The salient points of the film’s production history are the stuff of legend. Rossellini could only obtain permission from the Allied authorities to make a documentary, and shot the film with scant financial backing barely two months after the German army vacated Rome, utilizing bits of cheap film stock he bought from photographers. It was filmed without synch sound and daily rushes, and the actors had to dub their dialogue after it was edited. From these humble and constrictive origins, Rossellini fashioned a film that helped chart a new course for narrative cinema. The plot revolves around the members of the Italian resistance in Nazi-occupied Rome: Don Pietro (Aldo Fabrizi), a priest; Manfredi (Marcello Pagliero), a Communist engineer and key figure in the underground; and Francesco (Francesco Grandjacquet) and Pina (Anna Magnani, trumping the hallowed neorealist prescription of non-professional actors), two ordinary people fighting for the cause and a semblance of normality under the inhuman circumstances of war.

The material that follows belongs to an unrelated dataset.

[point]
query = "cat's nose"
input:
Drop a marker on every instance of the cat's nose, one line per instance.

Rossellini’s eye for the urban landscape is still impressive today, and one can imagine how jarring it must have been at the time—Open City was the highest-grossing domestic release of 1945, a fate sadly not even remotely shared with most other neorealist films in the ensuing years—to watch a film that is, sporadically, so free from studio artifice, so rough-hewn and dramatic at the same time. These traits, however, remains at odds with its theatricality and other “regressive” qualities: its frequent melodramatic notes, quite Christian concepts of moral authority, characters that often represent Manichaean stereotypes of good and evil, and the idealization of heroic virtues. A spectacular synthesis of all these features occurs when Don Pietro furiously inveighs against the Nazis after they’ve tortured and killed Manfredi; his murderers literally recoil from the irate padre as if his faith and the justice of his cause had been made manifest before them, as if in fear of the impending wrath of God Himself. An exemplary instance of crackling dramatic propaganda, this scene also invokes quasi-divine approval for its hagiographic affirmation of Italy’s wartime resistance.

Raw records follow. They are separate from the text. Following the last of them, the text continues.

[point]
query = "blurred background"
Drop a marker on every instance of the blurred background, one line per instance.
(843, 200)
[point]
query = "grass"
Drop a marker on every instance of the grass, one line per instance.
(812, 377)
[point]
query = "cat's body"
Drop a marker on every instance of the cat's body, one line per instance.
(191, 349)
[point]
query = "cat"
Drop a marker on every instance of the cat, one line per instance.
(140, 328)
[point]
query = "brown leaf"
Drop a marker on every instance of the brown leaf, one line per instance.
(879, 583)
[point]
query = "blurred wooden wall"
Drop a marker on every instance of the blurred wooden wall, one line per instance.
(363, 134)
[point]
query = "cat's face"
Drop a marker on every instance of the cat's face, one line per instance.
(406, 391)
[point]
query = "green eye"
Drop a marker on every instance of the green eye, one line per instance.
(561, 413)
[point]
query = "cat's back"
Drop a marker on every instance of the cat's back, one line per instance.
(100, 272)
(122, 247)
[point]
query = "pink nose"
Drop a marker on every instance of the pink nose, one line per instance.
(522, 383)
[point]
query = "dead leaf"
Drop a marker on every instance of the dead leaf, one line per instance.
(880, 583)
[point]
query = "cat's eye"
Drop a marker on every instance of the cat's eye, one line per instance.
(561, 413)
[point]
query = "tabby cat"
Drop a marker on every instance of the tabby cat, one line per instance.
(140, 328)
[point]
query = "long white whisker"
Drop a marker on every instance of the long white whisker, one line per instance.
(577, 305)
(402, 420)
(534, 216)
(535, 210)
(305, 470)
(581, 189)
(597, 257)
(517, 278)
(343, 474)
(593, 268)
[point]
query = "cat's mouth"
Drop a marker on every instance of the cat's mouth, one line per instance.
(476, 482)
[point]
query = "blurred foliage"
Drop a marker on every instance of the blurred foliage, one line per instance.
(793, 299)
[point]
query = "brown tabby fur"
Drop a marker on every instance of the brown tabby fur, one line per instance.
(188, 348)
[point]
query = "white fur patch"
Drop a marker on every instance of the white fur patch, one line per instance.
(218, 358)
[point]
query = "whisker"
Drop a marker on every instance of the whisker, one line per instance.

Still, Open City retains startling complexity, a sense of humour, and boundless irony. Witness the scene early on involving the sexton who takes a stolen pastry from a woman while himself refusing to engage in looting—the woman snatches the pastry back and tells him, “Then you’ll get pastries in heaven!” This episode quite comically decries the hypocrisy of defending one’s cowardice with misplaced religious beliefs. Then there’s the effeminate, sadistic German major and his vampiric lesbian accomplice, two extreme types in themselves, balanced by the drunken German officer who, on a philosophical tirade, scornfully rejects the Nazi philosophy of racial hygiene but nevertheless mercilessly executes Don Pietro the following day when his soldiers won’t.

These ironies and contradictions, over and above the film’s formal ingenuity and neorealist advances, make for an extraordinary work of cinema. With centenary plans afoot to strike new prints of Rossellini’s films and an upcoming retrospective at Cinematheque Ontario, the time is ripe for a reappraisal of the moving, momentous, and eternal Open City, and its vanguard role in the neorealist pantheon.

The author is indebted to Peter Bondanella’s Italian Cinema from Neorealism to the Present.